In an escalating row over the smoke haze, a Malaysian minister said on Thursday that Prime Minister Mahathir Mohamad would write to Indonesia’s President Joko Widodo to raise concerns about cross-border haze.
Malaysia closed hundreds of schools and sent half a million face masks to Sarawak this week, after the smoke built up to unhealthy levels.
Air quality in Indonesian towns closest to the fires have risen to hazardous levels and on Wednesday thousands held mass Islamic prayer for rain.

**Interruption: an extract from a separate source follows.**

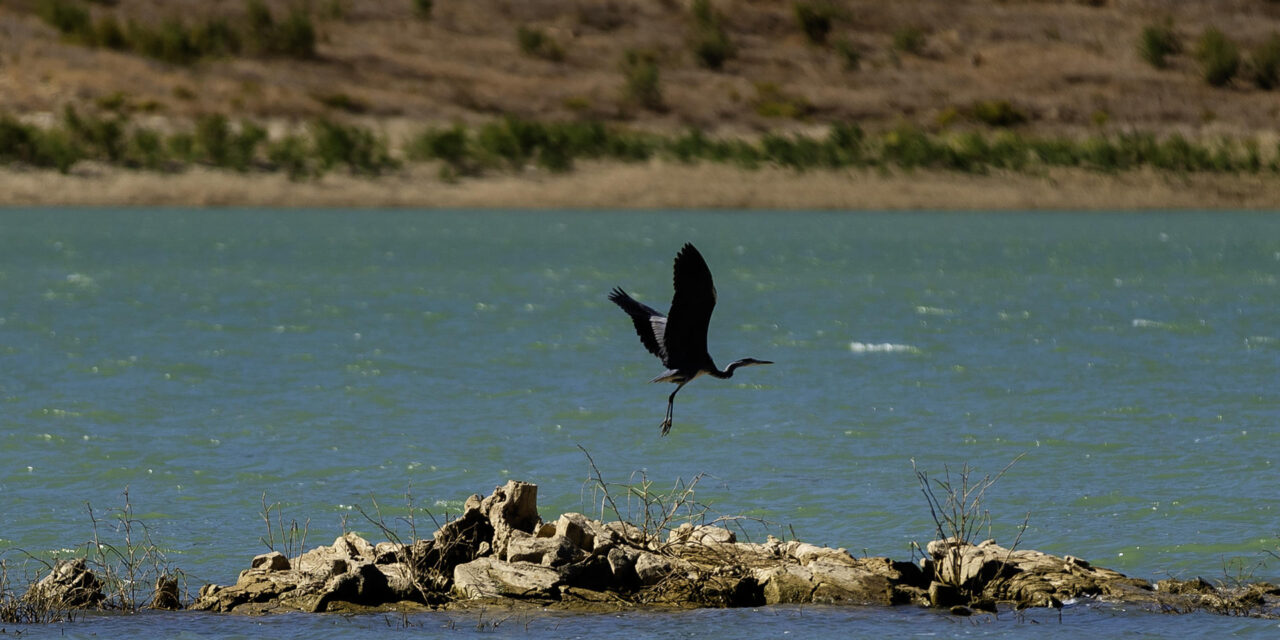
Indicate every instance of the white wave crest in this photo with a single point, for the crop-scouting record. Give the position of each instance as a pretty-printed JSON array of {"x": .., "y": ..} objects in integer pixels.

Forest fires have become an almost annual occurence in Indonesia, especially in dry years, and Indonesia’s neighbours have complained of the thick, choking haze wafting in, raising concern about health and the impact on tourism.
Indonesia’s Environment Minister Siti Nurbaya Bakar on Friday said she felt Malaysia had not painted an objective picture of the flames, which have ripped through parts of Indonesia’s Sumatra and Borneo islands for more than a month.
Siti Nurbaya said while smog from fires in Indonesia may have crossed over to Malaysia, fires detected last week in the Malaysian state of Sarawak in Borneo and peninsular Malaysia also contributed to worsening air quality there.
“I only asked that they (Malaysians) be objective and sequential in their data analysis,” she told Reuters on Friday, responding to Kuala Lumpur’s remarks that it was using recent data from ASEAN Specialized Meteorological Centre.